De aquella triste agenda sólo quedaba Jorge por avisar, y lo llamé:
- Sí, dígame…- contestó.
- Hola, Jorge. Soy José.
- Hola, José, ¿Cómo estáis?
- Regular, por no decir que mal.
- ¿Qué pasa? ¿Ocurre algo?- preguntó preocupado.
- Me temo que sí. Berto está ingresado, le han detectado un cáncer en el páncreas. Por eso te llamo, he pensado que a lo mejor querías venir a verlo.
- Querer claro que quiero, pero no puedo. Me encantaría estar allí con él, pero créeme, me resulta imposible regresar.
- No te entiendo. Te fuiste sin dar explicaciones, apresuradamente y dejando a Berto destrozado. ¿Qué ocurrió?
- José, te aseguro que no me fui por mi propia volunta. Me obligaron a abandonar la ciudad-contestó apurado.

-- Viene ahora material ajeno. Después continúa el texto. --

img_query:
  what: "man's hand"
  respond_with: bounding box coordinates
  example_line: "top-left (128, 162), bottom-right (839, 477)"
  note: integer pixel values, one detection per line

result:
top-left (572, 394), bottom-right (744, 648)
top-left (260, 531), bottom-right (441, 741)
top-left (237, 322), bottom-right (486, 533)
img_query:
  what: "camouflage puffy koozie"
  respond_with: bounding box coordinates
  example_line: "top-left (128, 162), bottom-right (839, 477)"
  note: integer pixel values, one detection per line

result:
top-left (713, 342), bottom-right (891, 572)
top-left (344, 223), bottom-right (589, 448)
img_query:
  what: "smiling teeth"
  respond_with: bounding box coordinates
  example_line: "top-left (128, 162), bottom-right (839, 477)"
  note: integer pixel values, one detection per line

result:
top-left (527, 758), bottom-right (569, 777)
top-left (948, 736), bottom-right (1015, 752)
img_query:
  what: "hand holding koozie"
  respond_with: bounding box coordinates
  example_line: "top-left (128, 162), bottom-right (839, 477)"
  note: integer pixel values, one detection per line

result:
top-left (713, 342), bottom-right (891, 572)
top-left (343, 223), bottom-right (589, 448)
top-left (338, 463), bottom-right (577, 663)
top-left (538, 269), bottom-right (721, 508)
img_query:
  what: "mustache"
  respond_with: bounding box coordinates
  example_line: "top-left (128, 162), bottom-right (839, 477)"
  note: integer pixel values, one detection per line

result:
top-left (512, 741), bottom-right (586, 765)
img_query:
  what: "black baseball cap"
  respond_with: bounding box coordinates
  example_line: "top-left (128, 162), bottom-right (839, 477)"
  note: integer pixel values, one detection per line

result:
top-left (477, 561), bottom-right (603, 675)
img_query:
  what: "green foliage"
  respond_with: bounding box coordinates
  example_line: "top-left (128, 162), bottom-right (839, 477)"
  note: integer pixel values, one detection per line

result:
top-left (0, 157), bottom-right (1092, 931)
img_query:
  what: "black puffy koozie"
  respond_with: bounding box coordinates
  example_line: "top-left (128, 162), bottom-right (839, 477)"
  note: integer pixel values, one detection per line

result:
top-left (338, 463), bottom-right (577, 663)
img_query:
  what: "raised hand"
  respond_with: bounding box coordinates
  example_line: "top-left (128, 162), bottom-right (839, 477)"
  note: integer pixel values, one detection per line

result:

- ¿Quién te obligó? ¿Cuéntame qué pasó?
- Andrés, su hermano. Fue cuando presenté el proyecto de la pasarela en el ayuntamiento. Necesitaba un voto más para conseguir que nos lo adjudicaran, un voto que valía un deseo: el sueño de Berto. Con ese simple voto conseguiría cumplir el deseo de realizar una gran obra en su ciudad que fuese recordada para siempre. Pero el dueño de ese sueño, el que tenía ese voto que faltaba para lograr esa hermosa fantasía era su hermano, el único concejal que quedaba por votar. Él se acercó discretamente a mí, y me dijo que si quería que aquello fuese una realidad debía desaparecer para siempre de su vida. Abandonar nuestro estudio de arquitectura, abandonar la ciudad y abandonar a Berto. Sé que si se lo hubiese contado habría preferido perder el proyecto antes que a mí, pero era una oportunidad económica única que no podía robarle, con ese dinero podía pagar por completo su piso y le supondrá un gran reconocimiento como arquitecto a nivel nacional. No podía negarle ese sueño, no pude negarme ante aquel ofrecimiento. Berto siempre ha sido muy generoso con todos los que hemos estado a su alrededor y creí que ya iba siendo hora de que recogiese un poco de todo lo que ha repartido.
Yo me quedé sin habla, la familia de Berto no dejaba constantemente de sorprenderme. Parecía increíble que ninguno de ellos se posicionara a su lado o comprendiese su sentido de vida. Resultaba incomprensible que pudiesen dormir tranquilos estando él en aquellas condiciones.